Forty Winks

One afternoon when the chairman of the Friends of Margravine Cemetery delivered a plan of the trees in the cemetery, as I had requested, I was very obviously asleep on the sofa in the front window.

Subsequently when thanking her I apologised, saying I she had caught me taking forty winks in the guardroom. The look she exchanged with me was worthy of a Wodehouse aunt. My brother, now eighty, taught me the expression and you don’t get to live so long and be so healthy without taking 40 ws in the gr of an afternoon. Indeed, a great niece told me on Sunday how competitive he still is on a tennis court. I cherish the memory of his trying to burn me off on hired ‘cycles in Mayo on a day when the fishing was hopeless. Although an unfit city slob he didn’t take into account my eleven years advantage.
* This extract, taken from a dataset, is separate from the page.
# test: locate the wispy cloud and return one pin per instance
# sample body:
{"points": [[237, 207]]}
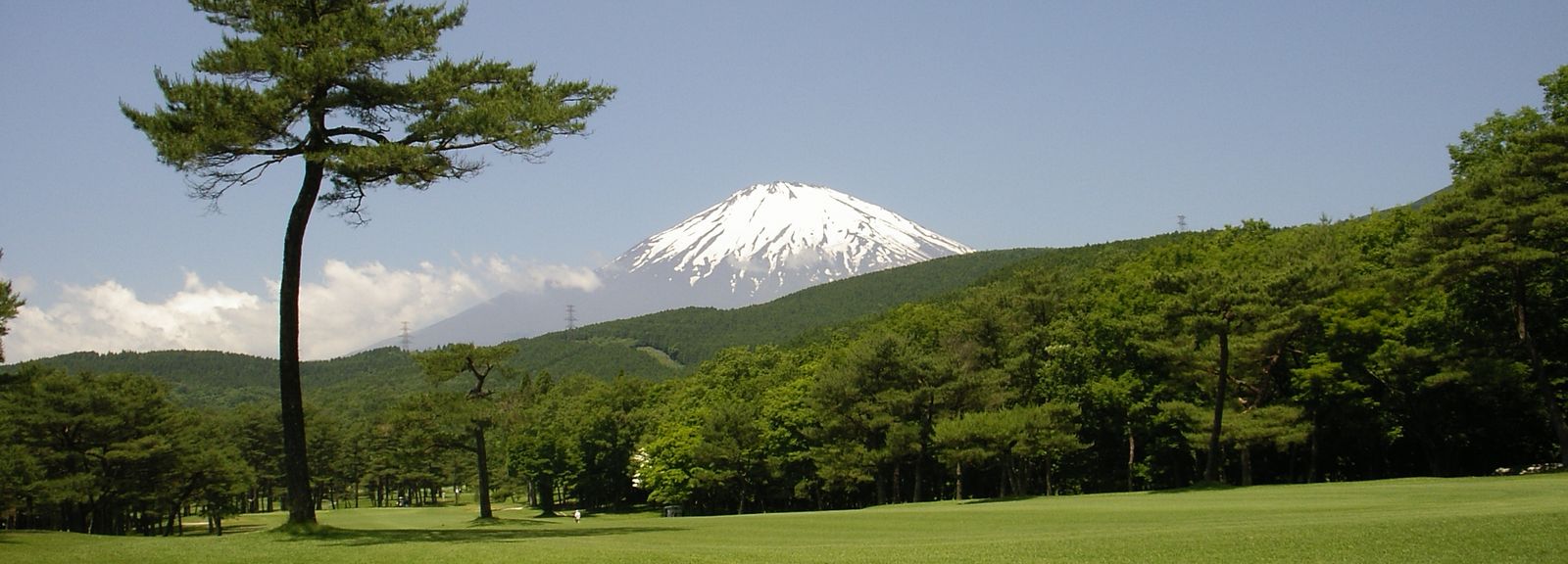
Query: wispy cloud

But I digress. The tree planting in Margravine Cemetery is admirable and I must ask the chairman who is responsible, very likely herself. There are a few specimen trees that will be of significant interest to future generations. It is fast becoming a small arboretum as well as a functioning cemetery and recreational area. The latest I have noticed is a Pinus wallichiana. It doesn’t look much now but golly it will.

Pinus wallichinia, Margravine Cemetery, December 2023.
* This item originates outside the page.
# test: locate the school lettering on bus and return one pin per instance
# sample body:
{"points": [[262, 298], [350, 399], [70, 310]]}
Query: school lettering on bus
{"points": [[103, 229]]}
It “is a coniferous evergreen tree native to the Himalaya, Karakoram and Hindu Kush mountains, from eastern Afghanistan east across northern Pakistan and north west India to Yunnan in southwest China. It grows in mountain valleys at altitudes of 1800–4300 m (rarely as low as 1200 m), reaching 30–50 m (98–164 ft) in height. It favours a temperate climate with dry winters and wet summers. In Pashto, it is known as Nishtar” (Wikipedia)

Here is what it might look like.

Pinus wallichinia, aka Bhutan Pine.

3 comments

  1. If it needs wet summers then I rather fear for the little pine but, as a symbol of optimism, what better place than a cemetery? Hope springs eternal…

    1. Caroline, realistically I cannot expect to see this tree in its pomp but when I visit Dulwich Picture Gallery I will make a small detour to see a mature specimen in Dulwich Mead – lovely name redolent of Miss Marple.